Sabemos que a categoria Manzanilla trata-se do mais fino e delicado Jerez. Tendo a particularidade de ser criado em Sanlúcar de Barrameda, próximo ao mar, além do frescor de um autentico Fino, há um toque inconfundível de salinidade muito particular. Este tipo de vinho criado com a proteção da chamada Flor (camada de leveduras específicas na região) deve ser consumido jovem, sendo um excelente aperitivo de entrada.

Até aqui, nenhuma novidade. É neste momento que entra o talento de um Almacenista. Existem partidas especiais de Jerez conforme a safra, ou um vinhedo especial, ou desenvolvimento particular do vinho sob as leveduras (flor), que são percebidas por estes especialistas. Estes lotes então, são criados de uma maneira especial, dando a personalidade de seu criador numa bebida distinta, fugindo às características de sua categoria inicial. É o caso deste Manzanilla Pasada.
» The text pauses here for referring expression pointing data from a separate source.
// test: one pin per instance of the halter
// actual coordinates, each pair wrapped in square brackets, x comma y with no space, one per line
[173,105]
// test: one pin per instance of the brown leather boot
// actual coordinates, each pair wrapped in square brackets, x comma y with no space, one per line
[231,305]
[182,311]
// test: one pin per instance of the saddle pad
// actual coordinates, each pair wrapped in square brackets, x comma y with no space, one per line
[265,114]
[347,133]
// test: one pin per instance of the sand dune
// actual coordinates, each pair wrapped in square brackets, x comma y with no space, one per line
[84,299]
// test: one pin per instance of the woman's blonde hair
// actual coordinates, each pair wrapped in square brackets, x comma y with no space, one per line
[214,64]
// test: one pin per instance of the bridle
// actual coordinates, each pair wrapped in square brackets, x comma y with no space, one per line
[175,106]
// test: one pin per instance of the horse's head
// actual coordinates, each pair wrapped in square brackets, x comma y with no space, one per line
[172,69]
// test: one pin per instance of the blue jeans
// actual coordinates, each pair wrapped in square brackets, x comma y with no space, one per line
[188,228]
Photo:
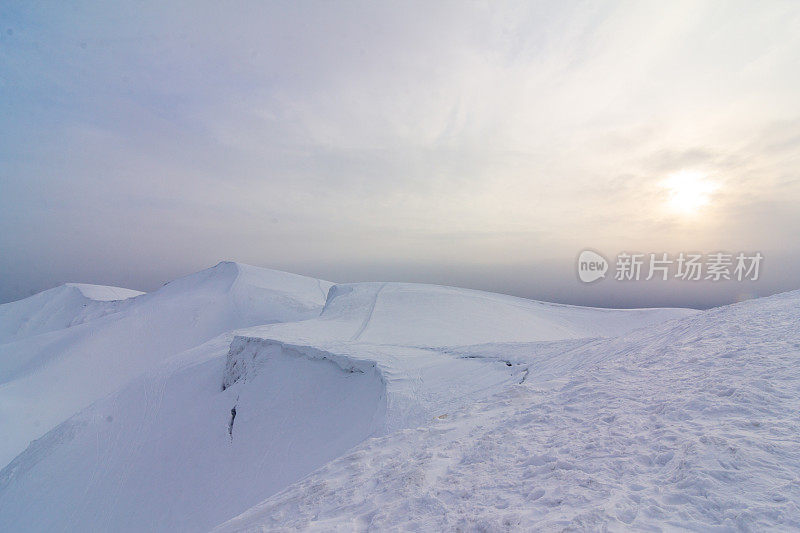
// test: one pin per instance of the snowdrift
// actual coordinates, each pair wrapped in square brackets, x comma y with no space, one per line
[46,378]
[58,308]
[168,451]
[410,314]
[691,424]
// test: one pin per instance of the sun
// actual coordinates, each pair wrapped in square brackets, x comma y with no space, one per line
[688,191]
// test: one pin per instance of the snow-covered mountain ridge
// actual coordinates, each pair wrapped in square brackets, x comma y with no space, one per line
[461,405]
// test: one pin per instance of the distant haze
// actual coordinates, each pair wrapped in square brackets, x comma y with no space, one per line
[471,144]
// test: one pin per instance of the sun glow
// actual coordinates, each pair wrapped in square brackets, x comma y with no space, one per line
[688,191]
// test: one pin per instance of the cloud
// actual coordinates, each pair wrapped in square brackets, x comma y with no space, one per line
[297,133]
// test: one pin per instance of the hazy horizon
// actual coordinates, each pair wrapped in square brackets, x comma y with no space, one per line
[475,145]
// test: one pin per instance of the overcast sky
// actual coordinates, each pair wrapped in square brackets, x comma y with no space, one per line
[473,144]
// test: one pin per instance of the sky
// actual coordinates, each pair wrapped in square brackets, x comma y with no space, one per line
[479,144]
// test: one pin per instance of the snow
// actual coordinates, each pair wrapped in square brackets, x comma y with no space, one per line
[46,378]
[61,307]
[393,406]
[688,425]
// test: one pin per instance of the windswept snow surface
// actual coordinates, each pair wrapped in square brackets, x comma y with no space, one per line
[58,308]
[47,377]
[168,451]
[692,424]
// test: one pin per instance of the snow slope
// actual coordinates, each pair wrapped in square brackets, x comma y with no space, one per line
[162,454]
[688,425]
[58,308]
[48,377]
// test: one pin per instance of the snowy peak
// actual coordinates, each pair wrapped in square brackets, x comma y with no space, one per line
[228,277]
[60,307]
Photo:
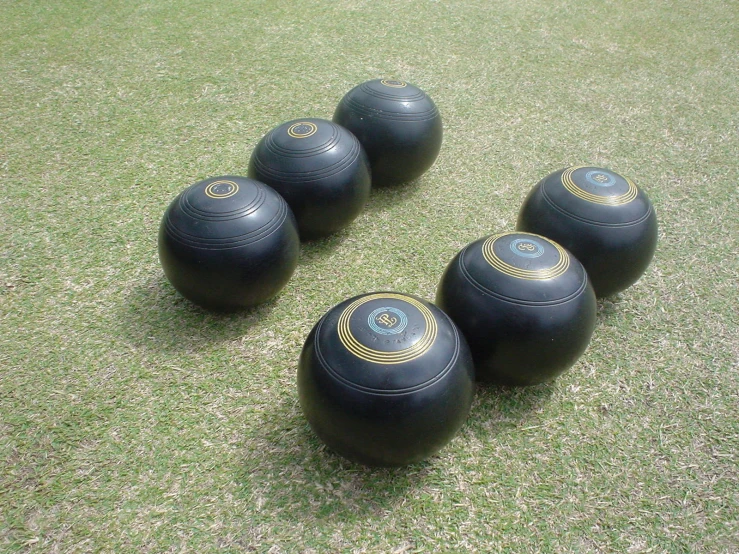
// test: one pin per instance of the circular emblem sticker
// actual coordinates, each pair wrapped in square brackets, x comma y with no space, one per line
[302,129]
[221,189]
[527,248]
[393,84]
[388,321]
[608,191]
[553,263]
[600,178]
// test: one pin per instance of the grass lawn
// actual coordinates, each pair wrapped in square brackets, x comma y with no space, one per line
[132,421]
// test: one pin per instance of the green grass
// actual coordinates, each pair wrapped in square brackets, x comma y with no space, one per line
[131,421]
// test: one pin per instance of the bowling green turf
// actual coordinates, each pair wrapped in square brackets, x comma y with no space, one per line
[131,421]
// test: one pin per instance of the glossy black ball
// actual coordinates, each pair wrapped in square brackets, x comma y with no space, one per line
[603,218]
[524,304]
[319,168]
[397,123]
[228,242]
[385,379]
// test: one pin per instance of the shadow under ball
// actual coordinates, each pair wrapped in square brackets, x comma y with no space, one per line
[524,304]
[385,379]
[319,168]
[604,219]
[228,243]
[398,125]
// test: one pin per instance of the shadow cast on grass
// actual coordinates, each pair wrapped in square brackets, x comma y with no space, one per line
[500,409]
[155,316]
[292,475]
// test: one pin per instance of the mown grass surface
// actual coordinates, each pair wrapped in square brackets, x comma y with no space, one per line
[133,421]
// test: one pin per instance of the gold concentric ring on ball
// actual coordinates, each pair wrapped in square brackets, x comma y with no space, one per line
[210,189]
[378,356]
[496,262]
[312,128]
[572,187]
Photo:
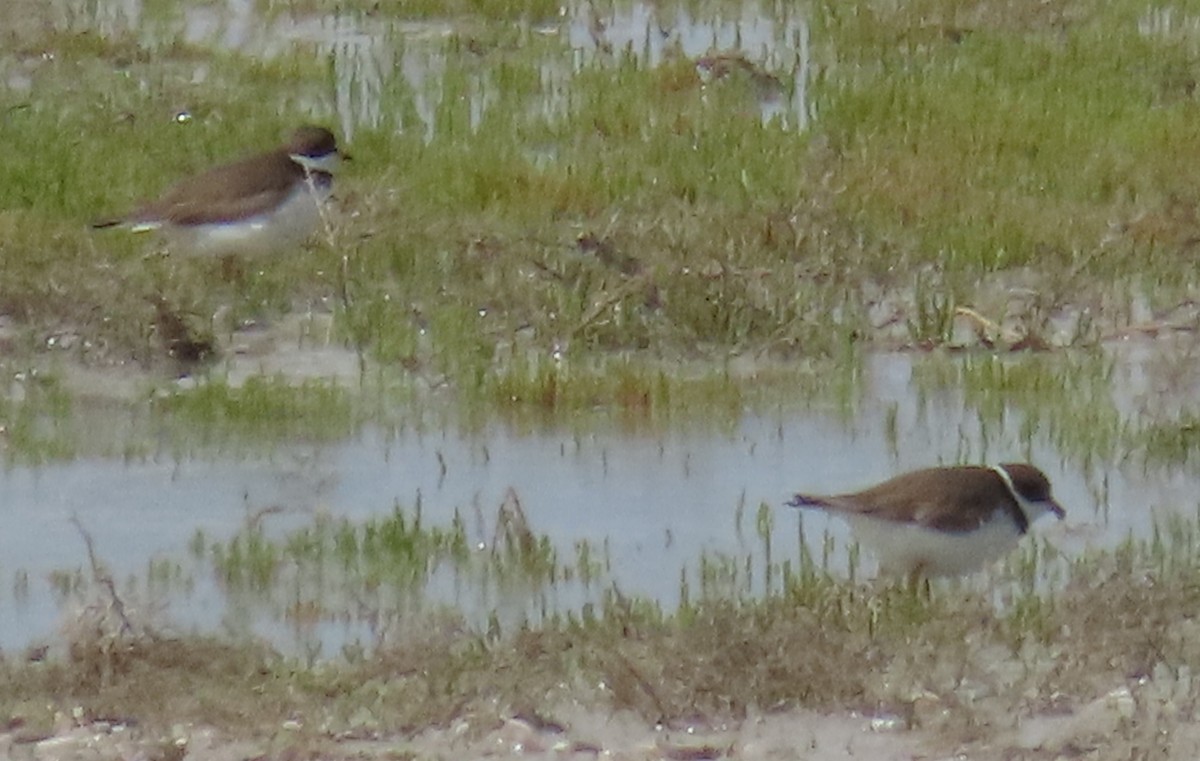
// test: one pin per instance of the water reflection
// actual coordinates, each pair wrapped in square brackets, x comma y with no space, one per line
[387,70]
[658,502]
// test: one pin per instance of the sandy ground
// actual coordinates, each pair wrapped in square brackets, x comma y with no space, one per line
[1128,723]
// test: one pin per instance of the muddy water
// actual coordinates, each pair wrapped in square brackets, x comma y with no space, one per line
[657,502]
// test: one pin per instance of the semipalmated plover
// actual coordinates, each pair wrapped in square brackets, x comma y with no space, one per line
[258,204]
[943,521]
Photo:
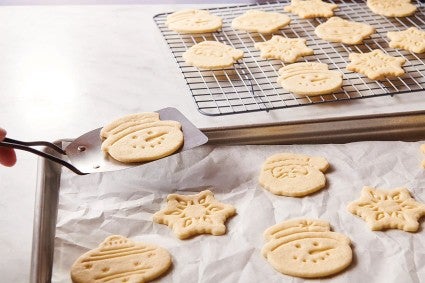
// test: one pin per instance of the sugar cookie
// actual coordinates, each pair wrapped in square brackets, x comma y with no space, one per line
[411,39]
[294,175]
[261,22]
[145,142]
[193,21]
[119,259]
[392,8]
[336,29]
[388,209]
[307,9]
[212,55]
[376,65]
[309,79]
[286,49]
[189,215]
[128,121]
[306,248]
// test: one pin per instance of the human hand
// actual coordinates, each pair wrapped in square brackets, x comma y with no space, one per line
[7,155]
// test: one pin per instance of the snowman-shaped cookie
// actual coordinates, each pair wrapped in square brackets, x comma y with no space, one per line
[306,248]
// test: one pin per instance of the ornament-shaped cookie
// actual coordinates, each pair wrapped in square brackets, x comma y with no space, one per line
[141,137]
[193,21]
[293,175]
[212,55]
[286,49]
[260,21]
[307,9]
[394,209]
[189,215]
[411,39]
[392,8]
[339,30]
[309,79]
[376,65]
[119,259]
[306,248]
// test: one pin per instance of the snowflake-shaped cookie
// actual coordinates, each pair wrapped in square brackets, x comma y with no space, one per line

Uma Solera de 80 botas (pipas) que envelhece lentamente com a perda gradativa da flor, adquirindo toques oxidativos. Num Manzanilla padrão, este tipo de envelhecimento destruiria o vinho, perdendo suas características de frescor que devem ser preservadas a qualquer custo. Contudo, nestes lotes especiais, há uma interação entre o toque oxidativo e a reminiscência do frescor desta categoria, surgindo aromas e sabores incríveis. Como harmonização por exemplo, salmão defumado ou aspargos podem ser belos acompanhamentos.
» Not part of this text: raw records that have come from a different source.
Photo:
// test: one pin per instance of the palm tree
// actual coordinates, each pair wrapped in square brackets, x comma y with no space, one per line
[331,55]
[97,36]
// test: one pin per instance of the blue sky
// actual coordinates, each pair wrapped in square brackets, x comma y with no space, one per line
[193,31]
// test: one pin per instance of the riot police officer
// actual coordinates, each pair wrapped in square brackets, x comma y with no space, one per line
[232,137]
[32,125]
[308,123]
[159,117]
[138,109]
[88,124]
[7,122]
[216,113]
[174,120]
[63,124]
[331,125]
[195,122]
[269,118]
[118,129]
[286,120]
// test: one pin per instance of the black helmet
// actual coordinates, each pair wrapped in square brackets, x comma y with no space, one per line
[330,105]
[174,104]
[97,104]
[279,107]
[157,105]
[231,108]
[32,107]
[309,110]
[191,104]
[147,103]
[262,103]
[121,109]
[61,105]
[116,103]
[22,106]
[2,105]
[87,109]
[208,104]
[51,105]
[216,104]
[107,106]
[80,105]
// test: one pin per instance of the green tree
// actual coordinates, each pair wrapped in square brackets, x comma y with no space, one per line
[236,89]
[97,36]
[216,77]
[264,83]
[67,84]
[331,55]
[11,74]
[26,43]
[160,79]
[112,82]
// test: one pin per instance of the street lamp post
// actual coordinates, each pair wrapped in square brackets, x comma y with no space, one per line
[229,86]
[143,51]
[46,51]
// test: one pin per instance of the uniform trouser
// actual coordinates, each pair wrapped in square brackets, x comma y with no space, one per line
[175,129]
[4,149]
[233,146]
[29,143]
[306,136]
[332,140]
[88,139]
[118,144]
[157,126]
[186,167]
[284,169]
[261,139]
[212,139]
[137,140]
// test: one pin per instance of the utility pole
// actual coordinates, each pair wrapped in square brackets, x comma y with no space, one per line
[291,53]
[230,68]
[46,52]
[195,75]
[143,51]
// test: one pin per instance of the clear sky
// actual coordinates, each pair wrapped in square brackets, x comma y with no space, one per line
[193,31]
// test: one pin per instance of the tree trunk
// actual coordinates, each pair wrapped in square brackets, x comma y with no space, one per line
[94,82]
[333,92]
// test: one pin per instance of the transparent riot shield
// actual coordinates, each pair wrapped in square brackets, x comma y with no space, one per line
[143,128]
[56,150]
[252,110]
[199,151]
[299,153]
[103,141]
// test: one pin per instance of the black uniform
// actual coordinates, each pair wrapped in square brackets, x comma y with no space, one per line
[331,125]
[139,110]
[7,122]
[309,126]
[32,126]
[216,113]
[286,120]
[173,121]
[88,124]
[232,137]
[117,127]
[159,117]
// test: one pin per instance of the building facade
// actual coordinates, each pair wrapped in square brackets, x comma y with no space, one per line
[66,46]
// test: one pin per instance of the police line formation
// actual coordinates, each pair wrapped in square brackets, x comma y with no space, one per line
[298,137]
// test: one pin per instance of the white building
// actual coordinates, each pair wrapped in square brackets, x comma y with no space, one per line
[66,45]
amontillado sanlucar de barrameda

Amontillado de Sanlúcar de Barrameda. Almacenista: Manuel Cuevas Jurado

A categoria Amontillado apresenta uma flor não muito espessa que ao longo de um tempo relativamente curto morrerá, deixando a oxidação dominar o envelhecimento. Contudo, sempre haverá um toque de frescor e salinidade permeando os aspectos oxidativos da crianza. Neste lote, o almacenista selecionou 21 botas para formar a solera. Os Amontillados de Sanlúcar tem uma elegância muito particular. Especialmente este, é ideal para acompanhar sopas, foie gras, e embutidos.

oloroso del puerto

Oloroso del Puerto. Almacenista: José Luis González Obregón

Na categoria Oloroso, o estilo oxidativo sem a formação de flor é marcante. Neste caso, mais uma vez, o almacenista perceber lotes especiais e neste vinho trata-se de uma solera de 110 botas (pipas) que envelhece lentamente. São vinhos de corpo, muito aromáticos e de forte presença gustativa. É ideal para acompanhar frutas secas e queijos curados de difícil casamento. Um Manchego Viejo é um exemplo clássico.

É importante ressaltar que nesta gama Almacenistas, a bodega Lustau faz questão de mencionar no rótulo o nome do bodegueiro, verdadeiros mestres na arte de selecionar e criar jerezes especiais.

Como não há esses vinhos no Brasil, podemos nos contentar com os ótimos Jerezes da bodega Lustau dos três exemplos acima. Atualmente, a importadora Ravin (www.ravin.com.br) é responsável por esta marca no Brasil. Há várias opções de Jerez com preços bem convidativos.